Whirr is a quiet macOS menu bar app that mirrors Claude Code agent activity to your Mac’s notch—so you can glance without watching the screen.

Whirr

What is Whirr?

Whirr is a macOS menu bar app that mirrors Claude Code activity in your Mac’s notch, so you can glance at what the agent is doing without watching the screen. It’s designed for people who run agentic coding work and want a quiet, at-a-glance status signal.

Key Features

  • Notch activity mirroring: Shows agent activity in the Mac notch area, providing a quick visual cue tied to Claude Code activity.
  • Menu bar app interface: Runs as a background app accessible from the macOS menu bar.
  • Designed for passive monitoring: Lets you keep your attention on other work while still seeing when the agent is actively working.

How to Use Whirr

  1. Download and install Whirr for Mac.
  2. Keep Whirr running so it can monitor and mirror Claude Code activity.
  3. When Claude Code runs, check the Mac notch for a quick view of agent activity.

Use Cases

  • Long-running coding sessions: Start an agent run and monitor progress through the notch rather than repeatedly switching to the coding window.
  • Context switching during development: Keep focus on writing, reviewing, or testing while still checking whether the agent is currently working.
  • Team workflows with shared screen time: Use notch-level visibility to reduce the need for constant screen watching when multiple tasks are happening.
  • Hands-off multitasking: Let the agent run while you move between other apps, using the notch cue to know when it’s actively working.

FAQ

  • What does Whirr do?
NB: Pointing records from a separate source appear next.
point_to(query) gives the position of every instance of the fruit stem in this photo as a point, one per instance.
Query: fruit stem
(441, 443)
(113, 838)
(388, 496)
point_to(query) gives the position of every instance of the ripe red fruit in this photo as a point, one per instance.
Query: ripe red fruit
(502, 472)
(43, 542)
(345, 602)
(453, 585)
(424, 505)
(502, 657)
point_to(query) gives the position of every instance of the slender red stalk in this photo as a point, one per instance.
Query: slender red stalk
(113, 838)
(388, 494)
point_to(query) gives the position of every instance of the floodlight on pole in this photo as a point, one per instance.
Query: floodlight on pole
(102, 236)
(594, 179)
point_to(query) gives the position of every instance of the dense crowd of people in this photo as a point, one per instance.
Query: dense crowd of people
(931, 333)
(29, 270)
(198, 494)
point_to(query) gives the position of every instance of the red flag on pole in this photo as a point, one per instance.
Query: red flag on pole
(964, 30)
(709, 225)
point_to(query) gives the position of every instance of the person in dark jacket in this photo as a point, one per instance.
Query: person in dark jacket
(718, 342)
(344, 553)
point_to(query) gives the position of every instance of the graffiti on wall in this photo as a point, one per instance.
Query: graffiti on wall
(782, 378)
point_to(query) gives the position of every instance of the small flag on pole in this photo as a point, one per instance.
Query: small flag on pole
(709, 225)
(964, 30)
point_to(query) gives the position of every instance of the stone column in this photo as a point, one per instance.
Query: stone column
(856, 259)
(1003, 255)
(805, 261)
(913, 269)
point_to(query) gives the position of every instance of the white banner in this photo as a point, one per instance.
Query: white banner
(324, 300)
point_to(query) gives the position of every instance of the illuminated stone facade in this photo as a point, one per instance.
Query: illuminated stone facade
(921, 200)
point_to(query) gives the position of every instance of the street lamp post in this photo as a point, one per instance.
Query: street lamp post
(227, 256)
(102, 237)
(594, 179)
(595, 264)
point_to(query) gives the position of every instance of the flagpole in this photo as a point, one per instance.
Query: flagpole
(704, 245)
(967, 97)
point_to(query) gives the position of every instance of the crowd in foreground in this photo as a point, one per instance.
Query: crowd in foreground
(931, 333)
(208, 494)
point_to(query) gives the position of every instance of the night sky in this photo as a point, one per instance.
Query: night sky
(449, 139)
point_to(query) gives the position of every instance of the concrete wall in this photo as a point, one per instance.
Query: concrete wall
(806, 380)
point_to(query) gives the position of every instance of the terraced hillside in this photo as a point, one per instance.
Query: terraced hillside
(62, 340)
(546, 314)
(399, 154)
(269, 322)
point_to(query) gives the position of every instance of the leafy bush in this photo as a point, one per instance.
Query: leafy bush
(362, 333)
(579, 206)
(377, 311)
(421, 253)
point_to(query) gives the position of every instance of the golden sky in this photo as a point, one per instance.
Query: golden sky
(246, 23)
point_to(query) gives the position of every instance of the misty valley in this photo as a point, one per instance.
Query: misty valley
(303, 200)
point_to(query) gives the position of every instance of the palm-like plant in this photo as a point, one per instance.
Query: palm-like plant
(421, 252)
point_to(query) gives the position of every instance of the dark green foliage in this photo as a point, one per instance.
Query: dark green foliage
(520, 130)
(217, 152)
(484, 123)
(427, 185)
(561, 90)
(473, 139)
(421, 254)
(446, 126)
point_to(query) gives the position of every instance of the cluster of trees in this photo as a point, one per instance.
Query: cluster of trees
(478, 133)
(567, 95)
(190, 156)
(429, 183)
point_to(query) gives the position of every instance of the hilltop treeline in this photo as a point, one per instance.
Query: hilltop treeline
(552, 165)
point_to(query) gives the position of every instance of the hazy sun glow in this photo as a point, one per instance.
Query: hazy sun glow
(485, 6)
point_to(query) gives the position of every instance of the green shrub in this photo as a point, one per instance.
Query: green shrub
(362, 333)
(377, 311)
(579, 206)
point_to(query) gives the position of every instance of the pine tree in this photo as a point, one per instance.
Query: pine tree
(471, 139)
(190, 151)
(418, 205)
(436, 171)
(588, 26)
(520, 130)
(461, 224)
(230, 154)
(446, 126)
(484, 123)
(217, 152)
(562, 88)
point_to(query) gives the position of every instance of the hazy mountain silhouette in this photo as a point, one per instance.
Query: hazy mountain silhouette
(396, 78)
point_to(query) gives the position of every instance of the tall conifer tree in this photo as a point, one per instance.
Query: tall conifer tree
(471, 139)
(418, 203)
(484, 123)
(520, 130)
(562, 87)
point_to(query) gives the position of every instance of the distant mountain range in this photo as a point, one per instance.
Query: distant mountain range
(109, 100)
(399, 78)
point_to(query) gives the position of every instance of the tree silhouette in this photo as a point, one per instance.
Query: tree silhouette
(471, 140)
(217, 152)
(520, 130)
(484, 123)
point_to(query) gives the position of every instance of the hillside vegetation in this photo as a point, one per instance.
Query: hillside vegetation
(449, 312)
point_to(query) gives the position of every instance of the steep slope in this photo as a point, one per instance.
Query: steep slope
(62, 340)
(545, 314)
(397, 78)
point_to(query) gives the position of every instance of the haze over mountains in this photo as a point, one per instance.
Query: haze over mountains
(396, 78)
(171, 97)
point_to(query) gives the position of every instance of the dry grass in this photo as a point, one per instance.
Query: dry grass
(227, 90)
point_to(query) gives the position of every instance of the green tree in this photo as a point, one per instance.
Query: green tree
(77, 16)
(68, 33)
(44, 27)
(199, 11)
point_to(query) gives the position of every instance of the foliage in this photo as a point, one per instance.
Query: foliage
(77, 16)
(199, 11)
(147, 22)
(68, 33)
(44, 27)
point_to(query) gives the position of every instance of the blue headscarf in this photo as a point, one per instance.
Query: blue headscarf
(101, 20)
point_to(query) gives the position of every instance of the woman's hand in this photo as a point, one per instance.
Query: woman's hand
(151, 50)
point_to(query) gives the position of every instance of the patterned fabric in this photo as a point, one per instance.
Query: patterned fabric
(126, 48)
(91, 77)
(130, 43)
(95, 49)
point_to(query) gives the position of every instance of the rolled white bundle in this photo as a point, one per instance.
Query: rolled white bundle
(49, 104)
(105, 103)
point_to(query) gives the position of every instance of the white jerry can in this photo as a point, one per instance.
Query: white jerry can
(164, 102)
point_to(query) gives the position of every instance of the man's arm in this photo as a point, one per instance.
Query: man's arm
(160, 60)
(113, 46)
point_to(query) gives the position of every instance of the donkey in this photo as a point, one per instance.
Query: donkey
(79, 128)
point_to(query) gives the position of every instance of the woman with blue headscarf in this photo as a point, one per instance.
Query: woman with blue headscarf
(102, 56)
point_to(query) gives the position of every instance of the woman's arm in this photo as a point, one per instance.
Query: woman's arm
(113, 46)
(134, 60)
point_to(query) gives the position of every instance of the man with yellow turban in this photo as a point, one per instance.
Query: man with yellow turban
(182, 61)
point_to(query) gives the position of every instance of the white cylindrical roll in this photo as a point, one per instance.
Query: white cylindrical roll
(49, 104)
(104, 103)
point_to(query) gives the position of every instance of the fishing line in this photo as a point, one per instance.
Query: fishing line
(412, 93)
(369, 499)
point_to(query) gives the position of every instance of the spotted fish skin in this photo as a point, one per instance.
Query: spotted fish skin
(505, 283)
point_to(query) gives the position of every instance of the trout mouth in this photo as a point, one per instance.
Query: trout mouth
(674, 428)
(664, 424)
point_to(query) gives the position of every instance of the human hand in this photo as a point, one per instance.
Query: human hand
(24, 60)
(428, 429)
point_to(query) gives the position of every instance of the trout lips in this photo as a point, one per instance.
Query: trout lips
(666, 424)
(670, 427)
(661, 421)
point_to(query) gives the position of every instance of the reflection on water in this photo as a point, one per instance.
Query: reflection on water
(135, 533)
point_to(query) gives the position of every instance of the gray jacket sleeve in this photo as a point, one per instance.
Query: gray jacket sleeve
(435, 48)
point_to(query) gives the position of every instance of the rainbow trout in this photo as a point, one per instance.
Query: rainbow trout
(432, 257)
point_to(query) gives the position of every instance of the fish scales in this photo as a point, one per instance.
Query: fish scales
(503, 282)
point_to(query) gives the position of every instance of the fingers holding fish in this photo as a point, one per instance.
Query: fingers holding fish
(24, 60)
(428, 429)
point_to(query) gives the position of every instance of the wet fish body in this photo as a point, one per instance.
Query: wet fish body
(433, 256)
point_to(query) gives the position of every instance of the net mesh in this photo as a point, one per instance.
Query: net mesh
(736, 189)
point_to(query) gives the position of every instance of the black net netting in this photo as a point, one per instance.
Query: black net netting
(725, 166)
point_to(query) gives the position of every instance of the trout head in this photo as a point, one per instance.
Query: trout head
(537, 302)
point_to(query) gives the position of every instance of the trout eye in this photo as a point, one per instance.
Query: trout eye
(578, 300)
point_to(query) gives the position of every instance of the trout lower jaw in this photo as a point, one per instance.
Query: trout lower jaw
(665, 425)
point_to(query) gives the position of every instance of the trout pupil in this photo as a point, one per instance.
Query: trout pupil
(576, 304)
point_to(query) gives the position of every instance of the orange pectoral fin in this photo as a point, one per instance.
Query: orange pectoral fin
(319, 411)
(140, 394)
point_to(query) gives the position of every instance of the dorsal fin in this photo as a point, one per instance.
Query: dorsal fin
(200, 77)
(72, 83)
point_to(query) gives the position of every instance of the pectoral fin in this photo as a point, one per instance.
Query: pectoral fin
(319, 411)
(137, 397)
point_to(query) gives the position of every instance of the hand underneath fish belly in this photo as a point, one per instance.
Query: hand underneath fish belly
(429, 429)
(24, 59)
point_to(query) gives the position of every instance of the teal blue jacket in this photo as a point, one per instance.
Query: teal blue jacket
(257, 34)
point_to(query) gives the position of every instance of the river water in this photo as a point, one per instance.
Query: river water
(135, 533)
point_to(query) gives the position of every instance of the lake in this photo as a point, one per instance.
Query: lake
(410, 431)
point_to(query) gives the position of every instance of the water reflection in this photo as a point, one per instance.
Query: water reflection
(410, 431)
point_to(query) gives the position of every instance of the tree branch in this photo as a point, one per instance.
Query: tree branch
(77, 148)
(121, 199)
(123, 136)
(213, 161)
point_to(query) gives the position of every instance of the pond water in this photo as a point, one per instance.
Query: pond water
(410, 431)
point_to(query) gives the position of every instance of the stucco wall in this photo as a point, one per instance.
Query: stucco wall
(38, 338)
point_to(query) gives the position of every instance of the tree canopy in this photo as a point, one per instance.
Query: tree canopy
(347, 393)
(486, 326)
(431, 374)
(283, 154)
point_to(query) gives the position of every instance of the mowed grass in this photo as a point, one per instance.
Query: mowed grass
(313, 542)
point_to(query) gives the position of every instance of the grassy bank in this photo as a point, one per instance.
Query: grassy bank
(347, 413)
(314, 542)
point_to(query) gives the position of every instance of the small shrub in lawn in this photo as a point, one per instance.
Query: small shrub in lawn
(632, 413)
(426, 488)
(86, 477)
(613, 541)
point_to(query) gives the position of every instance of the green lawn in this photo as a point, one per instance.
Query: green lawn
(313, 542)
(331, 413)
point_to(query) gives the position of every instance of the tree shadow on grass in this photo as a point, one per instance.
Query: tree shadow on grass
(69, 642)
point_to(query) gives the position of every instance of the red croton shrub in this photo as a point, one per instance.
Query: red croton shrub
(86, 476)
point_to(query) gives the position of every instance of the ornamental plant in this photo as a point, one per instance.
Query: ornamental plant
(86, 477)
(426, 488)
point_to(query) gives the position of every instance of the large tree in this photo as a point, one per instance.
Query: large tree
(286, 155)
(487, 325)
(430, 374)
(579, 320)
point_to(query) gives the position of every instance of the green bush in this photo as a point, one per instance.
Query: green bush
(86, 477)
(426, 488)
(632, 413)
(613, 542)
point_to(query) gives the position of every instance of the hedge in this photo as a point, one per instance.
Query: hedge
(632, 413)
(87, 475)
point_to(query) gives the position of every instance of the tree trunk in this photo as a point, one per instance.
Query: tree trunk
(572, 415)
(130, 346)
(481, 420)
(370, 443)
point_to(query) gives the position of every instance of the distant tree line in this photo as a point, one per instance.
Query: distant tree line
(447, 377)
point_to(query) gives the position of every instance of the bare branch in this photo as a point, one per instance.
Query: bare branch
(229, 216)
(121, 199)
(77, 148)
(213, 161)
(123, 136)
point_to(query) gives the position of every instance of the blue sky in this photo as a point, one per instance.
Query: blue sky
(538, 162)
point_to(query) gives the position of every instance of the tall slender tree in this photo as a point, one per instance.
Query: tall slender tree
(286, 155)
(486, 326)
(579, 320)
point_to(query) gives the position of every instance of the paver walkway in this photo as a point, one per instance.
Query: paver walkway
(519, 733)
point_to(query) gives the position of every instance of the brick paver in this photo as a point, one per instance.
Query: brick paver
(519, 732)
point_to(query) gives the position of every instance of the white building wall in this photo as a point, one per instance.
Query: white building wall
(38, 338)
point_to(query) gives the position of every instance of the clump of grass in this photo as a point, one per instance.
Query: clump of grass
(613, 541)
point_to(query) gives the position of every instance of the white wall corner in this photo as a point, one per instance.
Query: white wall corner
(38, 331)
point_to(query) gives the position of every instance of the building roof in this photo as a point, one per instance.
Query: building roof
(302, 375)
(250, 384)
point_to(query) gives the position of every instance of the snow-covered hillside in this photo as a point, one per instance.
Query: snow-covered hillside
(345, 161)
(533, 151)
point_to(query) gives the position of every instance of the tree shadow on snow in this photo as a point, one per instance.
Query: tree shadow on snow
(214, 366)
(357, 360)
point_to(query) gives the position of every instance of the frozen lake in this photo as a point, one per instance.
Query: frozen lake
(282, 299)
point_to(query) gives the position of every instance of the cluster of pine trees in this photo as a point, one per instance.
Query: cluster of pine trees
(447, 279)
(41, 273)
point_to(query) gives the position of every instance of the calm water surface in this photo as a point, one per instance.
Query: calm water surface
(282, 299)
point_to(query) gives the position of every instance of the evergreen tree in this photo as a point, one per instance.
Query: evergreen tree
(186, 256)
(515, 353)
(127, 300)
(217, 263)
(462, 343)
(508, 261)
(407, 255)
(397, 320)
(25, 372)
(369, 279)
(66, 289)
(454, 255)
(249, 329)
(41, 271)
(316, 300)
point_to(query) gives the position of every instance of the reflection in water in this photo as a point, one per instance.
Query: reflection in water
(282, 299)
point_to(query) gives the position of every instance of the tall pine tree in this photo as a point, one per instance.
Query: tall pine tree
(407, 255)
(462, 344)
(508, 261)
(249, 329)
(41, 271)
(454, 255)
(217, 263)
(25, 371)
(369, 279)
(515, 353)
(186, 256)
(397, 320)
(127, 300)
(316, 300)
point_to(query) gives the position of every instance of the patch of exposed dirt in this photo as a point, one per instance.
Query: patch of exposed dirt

Whirr mirrors Claude Code agent activity to your Mac’s notch and provides access via the macOS menu bar.
  • Is Whirr available on macOS? The page indicates it is a Download for Mac.
  • How much does it cost? The page shows $4.99 one-time purchase.
  • Do I need to watch the screen for agent status? The app is described as letting you “get a glance” at agent activity in your notch.

Alternatives

  • Other status/notifications tools for developers: Instead of mirroring activity to the notch, these typically notify via system notifications or UI badges, which may be less “ambient” but easier to customize.
  • IDE-integrated agent activity views: Many coding environments show agent progress directly in their own panels; this keeps context close but often requires switching back to the IDE.
  • Standalone system monitoring dashboards: Tools that surface process activity can help you infer when tasks are running, though they may not be specific to Claude Code.